Reingehört (80)

REINGEHÖRT 2015 Sept 14

Shilpa Ray – Last Year’s Savage (2015, Northern Spy Records)
Im November 2013 hat sie bei ihrem Soloauftritt im Vorprogramm des Bad-Seeds-Konzerts dem Großteil der wartenden Nick-Cave-Fans im Münchner Zenith mit ihrer Mischung aus Anna-Calvi-artigem Gesang und ihrem Georgel auf dem indischen Harmonium, das an bizarre Auftritte der Velvet-Underground-Ikone Nico gemahnte, mitunter nachhaltig an den Nerven gezerrt (an meinen nicht), mit ‚Last Year’s Savage‘ veröffentlichte Shilpa Ray aus Brooklyn/NY im Sommer ihr mittlerweile viertes Vollwerk, die indisch-stämmige Musikerin brilliert hier mithilfe zusätzlicher Bass-/Gitarren-/Schlagzeug-Unterstützung mit lakonischem Dark-Blues/-Soul und offensiv-zupackenden Arrangements, die nichts mehr gemein haben mit dem sehr monotonen Solo-Vortrag ihrer Live-Auftritte.
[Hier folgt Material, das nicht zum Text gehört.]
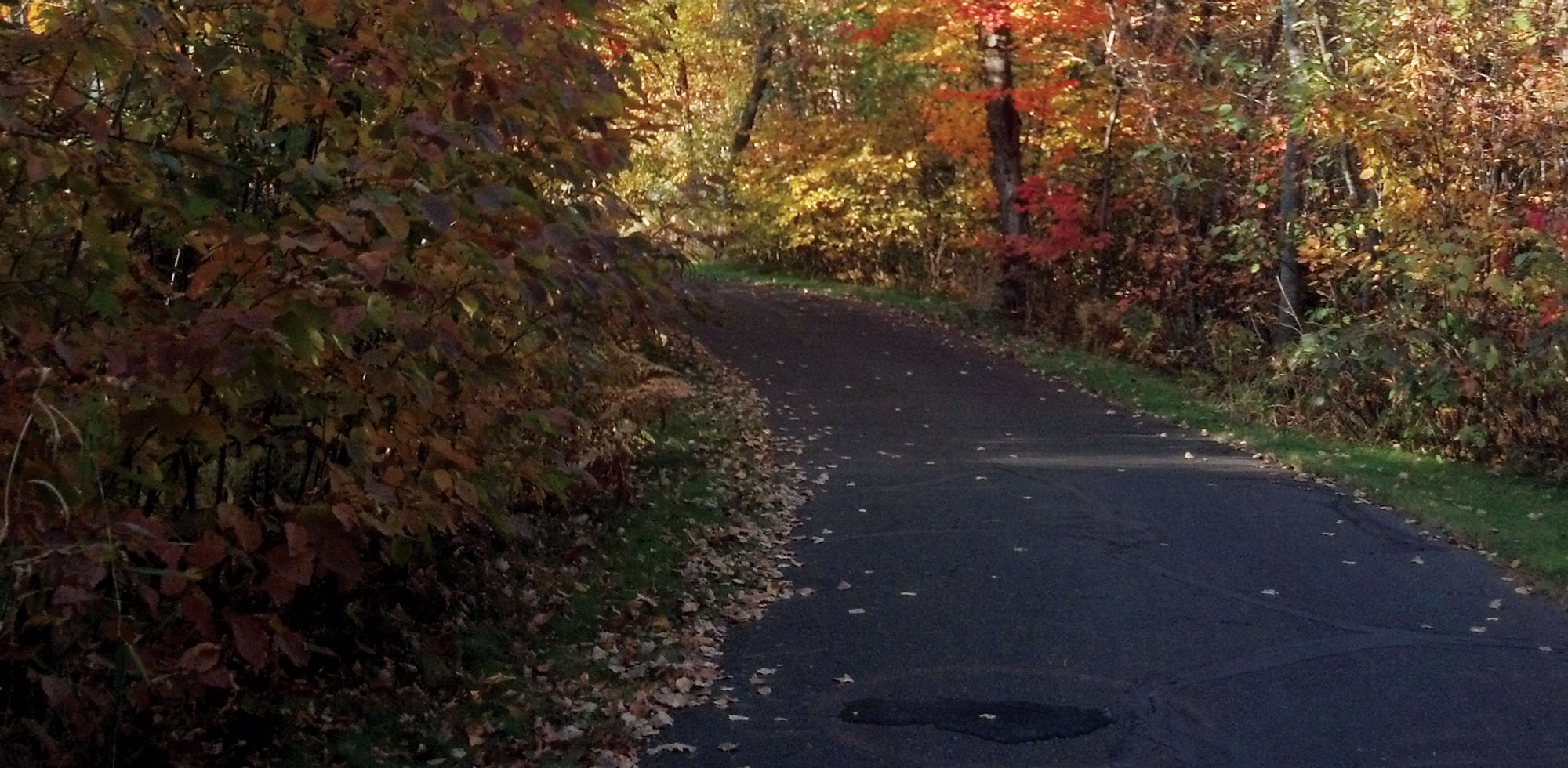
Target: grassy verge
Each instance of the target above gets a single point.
(1519, 521)
(622, 612)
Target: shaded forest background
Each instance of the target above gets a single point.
(1354, 219)
(302, 299)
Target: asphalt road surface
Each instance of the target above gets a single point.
(1007, 573)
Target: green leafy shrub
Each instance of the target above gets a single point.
(292, 292)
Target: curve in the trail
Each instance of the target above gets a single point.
(984, 538)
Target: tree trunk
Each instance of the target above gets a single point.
(761, 60)
(1288, 324)
(1007, 167)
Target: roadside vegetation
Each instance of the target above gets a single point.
(1514, 516)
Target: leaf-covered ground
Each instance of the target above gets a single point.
(579, 642)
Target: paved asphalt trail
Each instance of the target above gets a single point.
(1011, 540)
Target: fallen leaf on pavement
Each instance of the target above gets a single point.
(672, 747)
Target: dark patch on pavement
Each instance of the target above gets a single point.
(1001, 722)
(982, 534)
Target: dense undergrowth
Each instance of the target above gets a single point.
(1511, 515)
(1395, 168)
(302, 303)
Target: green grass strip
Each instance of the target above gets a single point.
(1519, 521)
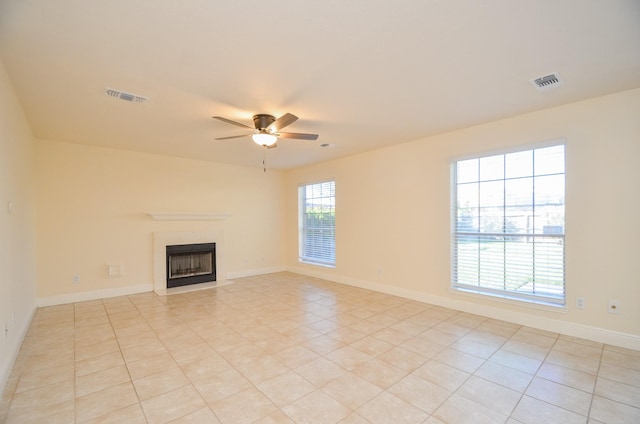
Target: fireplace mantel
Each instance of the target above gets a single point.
(188, 216)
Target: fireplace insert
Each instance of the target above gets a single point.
(191, 264)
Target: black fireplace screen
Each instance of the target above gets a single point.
(191, 264)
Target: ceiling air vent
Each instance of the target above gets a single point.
(125, 96)
(547, 82)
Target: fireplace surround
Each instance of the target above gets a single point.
(160, 269)
(190, 264)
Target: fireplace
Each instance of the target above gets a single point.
(162, 240)
(190, 264)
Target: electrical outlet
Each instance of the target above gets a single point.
(614, 306)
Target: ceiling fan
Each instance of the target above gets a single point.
(267, 129)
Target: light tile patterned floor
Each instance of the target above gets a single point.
(285, 348)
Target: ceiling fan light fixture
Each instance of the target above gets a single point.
(264, 139)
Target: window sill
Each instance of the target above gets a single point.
(317, 264)
(527, 303)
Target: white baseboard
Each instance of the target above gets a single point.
(93, 295)
(7, 366)
(601, 335)
(254, 272)
(141, 288)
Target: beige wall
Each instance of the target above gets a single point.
(93, 204)
(17, 227)
(392, 214)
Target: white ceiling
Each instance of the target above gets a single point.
(361, 73)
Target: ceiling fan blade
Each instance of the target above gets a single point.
(283, 121)
(229, 121)
(233, 136)
(298, 136)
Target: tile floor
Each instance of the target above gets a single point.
(285, 348)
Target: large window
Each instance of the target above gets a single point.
(508, 225)
(317, 223)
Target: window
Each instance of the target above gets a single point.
(508, 225)
(317, 210)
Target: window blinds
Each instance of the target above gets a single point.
(317, 223)
(508, 225)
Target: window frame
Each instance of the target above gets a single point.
(326, 253)
(541, 296)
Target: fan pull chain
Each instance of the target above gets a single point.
(264, 157)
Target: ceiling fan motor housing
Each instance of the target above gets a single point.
(262, 121)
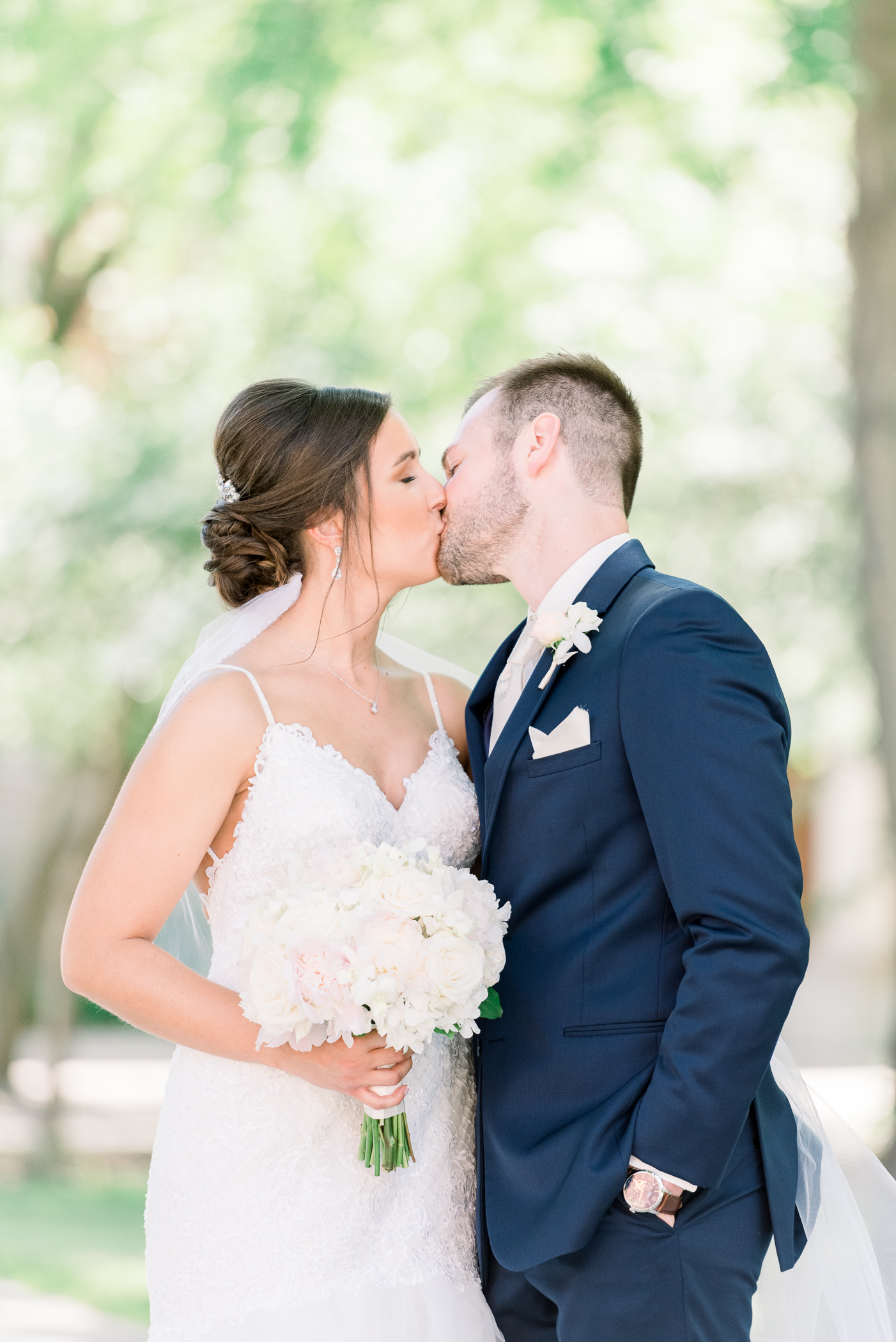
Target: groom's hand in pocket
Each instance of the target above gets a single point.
(351, 1071)
(677, 1191)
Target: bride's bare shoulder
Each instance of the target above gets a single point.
(220, 712)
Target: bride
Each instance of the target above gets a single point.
(290, 727)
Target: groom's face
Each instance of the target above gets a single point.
(484, 506)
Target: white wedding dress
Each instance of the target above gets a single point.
(262, 1224)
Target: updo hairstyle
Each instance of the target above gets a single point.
(294, 452)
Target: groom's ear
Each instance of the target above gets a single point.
(541, 442)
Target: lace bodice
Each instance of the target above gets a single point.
(309, 795)
(256, 1199)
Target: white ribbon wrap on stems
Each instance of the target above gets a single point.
(384, 1113)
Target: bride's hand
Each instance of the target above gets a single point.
(351, 1071)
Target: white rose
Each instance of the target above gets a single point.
(396, 948)
(548, 627)
(410, 893)
(456, 967)
(266, 998)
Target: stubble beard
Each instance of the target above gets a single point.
(477, 539)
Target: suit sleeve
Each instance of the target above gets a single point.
(706, 734)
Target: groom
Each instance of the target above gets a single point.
(635, 1152)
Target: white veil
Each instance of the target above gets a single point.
(844, 1284)
(187, 933)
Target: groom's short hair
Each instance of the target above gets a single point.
(599, 417)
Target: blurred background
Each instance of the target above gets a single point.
(412, 196)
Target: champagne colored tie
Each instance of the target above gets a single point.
(510, 683)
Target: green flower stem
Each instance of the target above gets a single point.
(385, 1144)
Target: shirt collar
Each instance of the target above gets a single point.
(578, 573)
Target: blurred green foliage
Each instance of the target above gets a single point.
(413, 196)
(78, 1238)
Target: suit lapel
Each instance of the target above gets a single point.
(478, 705)
(599, 594)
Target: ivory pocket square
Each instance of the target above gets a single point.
(569, 734)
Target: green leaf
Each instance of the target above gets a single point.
(490, 1007)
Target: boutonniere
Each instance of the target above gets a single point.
(566, 633)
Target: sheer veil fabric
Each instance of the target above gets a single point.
(844, 1286)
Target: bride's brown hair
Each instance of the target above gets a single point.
(294, 452)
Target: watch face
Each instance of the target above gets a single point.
(643, 1191)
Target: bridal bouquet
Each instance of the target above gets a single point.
(383, 938)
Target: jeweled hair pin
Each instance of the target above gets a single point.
(227, 493)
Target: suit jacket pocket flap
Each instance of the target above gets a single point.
(622, 1027)
(565, 760)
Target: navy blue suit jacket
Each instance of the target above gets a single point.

Beschwörend, zwingend, phasenweise düster, atmosphärisch dicht sind die Klanggebilde, die Shilpa Ray und ihre Mitmusiker unter dem Label origineller Songtitel wie „Shilpa Ray On Broadway“, „Colonel Mustard In The Billiards Room With Sheets Of Acid“ oder „Johnny Thunders Fantasy Space Camp“ zu Gehör tragen, die hinsichtlich Kuriosität nur noch vom Titel ihrer 2013 für Nick Cave’s Bad-Seed-Ltd-Label veröffentlichten EP ‚It’s All Self Fellatio‘ übertroffen werden, einer bizarr-kranken Vorstellung, der ich gar nicht weiter Raum geben will… ;-)))
Geschichten von Verrat, Sex und Tod, Ella Fitzgerald in ordinär & Gothic Lydia Lunch für die nächste Generation, mit wesentlich mehr musikalischem Tiefgang.